One day into training camp, and Derrick Rose is already leading Rajon Rondo in an all-too familiar category.
Then again, “The Dumb Comment Meter’’ is one stat in the book that Rose has never had a problem filling.
Meeting with New York reporters following his first practice with his new Knicks teammates on Tuesday, Rose said that the city of Chicago took him for granted.
“All I can do is just work on my game and hope that they continue to look,’’ the former Bulls point guard insisted.
Took him for granted?
“Hope they continue to look?’’
Considering all of the drama Rose put his hometown fan base through the last four years, as well as his organization, the last thing Rose should be doing is pointing fingers about who took who for granted.

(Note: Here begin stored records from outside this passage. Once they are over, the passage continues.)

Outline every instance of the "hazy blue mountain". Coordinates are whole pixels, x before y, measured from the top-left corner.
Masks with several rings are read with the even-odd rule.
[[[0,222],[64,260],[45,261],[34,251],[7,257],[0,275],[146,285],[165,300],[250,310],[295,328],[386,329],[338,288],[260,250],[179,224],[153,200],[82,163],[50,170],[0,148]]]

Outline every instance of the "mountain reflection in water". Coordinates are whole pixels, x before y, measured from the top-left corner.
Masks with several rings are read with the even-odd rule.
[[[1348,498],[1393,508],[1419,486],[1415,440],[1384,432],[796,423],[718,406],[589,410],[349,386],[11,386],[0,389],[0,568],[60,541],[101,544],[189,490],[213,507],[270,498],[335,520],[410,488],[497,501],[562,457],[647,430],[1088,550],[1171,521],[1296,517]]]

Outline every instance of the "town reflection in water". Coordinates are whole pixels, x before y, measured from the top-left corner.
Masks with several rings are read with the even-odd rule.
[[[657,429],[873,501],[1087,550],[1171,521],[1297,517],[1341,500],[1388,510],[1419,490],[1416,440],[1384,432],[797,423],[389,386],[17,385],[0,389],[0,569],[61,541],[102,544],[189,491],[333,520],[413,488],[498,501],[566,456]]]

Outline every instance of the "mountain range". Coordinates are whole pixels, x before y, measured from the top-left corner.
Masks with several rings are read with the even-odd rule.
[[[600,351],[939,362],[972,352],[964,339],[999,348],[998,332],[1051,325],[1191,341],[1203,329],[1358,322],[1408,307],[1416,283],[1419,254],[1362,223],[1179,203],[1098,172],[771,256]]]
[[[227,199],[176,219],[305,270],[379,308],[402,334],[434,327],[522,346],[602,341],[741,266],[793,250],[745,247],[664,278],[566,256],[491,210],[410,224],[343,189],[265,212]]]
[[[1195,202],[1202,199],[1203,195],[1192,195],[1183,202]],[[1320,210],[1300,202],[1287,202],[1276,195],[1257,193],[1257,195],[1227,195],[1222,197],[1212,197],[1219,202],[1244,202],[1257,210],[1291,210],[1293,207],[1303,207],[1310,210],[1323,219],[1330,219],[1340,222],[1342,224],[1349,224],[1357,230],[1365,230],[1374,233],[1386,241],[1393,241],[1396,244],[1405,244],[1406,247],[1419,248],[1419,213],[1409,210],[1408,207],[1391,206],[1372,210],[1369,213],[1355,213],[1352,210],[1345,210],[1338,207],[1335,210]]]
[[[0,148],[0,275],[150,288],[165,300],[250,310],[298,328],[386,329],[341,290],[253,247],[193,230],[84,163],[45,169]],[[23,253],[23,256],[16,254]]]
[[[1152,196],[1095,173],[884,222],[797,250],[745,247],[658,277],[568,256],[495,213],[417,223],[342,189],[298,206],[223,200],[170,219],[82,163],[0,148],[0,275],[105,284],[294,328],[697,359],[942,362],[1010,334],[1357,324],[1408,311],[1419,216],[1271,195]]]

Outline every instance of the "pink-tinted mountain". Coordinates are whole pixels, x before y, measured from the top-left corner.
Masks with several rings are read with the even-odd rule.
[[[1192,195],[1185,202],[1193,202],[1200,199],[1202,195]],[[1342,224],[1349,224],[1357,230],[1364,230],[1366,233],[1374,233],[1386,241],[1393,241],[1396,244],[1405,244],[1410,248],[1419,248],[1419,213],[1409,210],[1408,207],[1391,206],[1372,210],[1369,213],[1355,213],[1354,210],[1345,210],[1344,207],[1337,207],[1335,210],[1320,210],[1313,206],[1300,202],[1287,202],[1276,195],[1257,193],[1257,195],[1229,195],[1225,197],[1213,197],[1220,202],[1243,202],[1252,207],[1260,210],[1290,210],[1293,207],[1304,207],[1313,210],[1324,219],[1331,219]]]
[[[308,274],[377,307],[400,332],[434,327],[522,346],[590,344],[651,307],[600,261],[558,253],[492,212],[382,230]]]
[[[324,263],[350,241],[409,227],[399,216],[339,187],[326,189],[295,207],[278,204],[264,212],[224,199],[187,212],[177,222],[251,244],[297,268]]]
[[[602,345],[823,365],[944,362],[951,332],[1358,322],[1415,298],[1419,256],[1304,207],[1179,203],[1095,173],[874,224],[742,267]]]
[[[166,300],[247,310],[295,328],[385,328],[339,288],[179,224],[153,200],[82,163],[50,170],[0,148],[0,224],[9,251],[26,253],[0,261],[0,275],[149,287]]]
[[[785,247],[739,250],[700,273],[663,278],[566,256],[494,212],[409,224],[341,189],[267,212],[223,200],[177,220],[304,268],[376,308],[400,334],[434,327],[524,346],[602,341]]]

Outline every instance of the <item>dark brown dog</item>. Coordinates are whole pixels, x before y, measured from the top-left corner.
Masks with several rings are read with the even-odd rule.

Then again, reality isn’t one of Rose’s strengths.
As the Bulls players were finding out first-hand, not the only deficiency that their former point guard carried onto the court.
Rondo is by no means an angel with some of his on-the-court antics, but what was quickly discovered on Tuesday was that having a point guard with an actual high basketball IQ benefits everybody. Rose liked to insist that he had a basketball IQ, but he seemed to be the only one that shared that opinion.
There’s a reason Hoiberg had to dummy-down the playbook last season, as well as constantly stay on Rose about defensive assignments and game-plan.
Not a concern with Rondo.
“Recognition will be a big thing with this group,’’ Hoiberg said. “And I think we’ll be good with that with Rondo. He can survey the floor so well when he’s coming down, get us into a secondary type action. [Dwyane] Wade and Jimmy [Butler] have shown over the course of their careers that they can make plays and get into the paint. The big thing is playing off each other. With Rondo coming down the floor with the ball in his hands, you feel very good because he’s generally going to make the right play.’’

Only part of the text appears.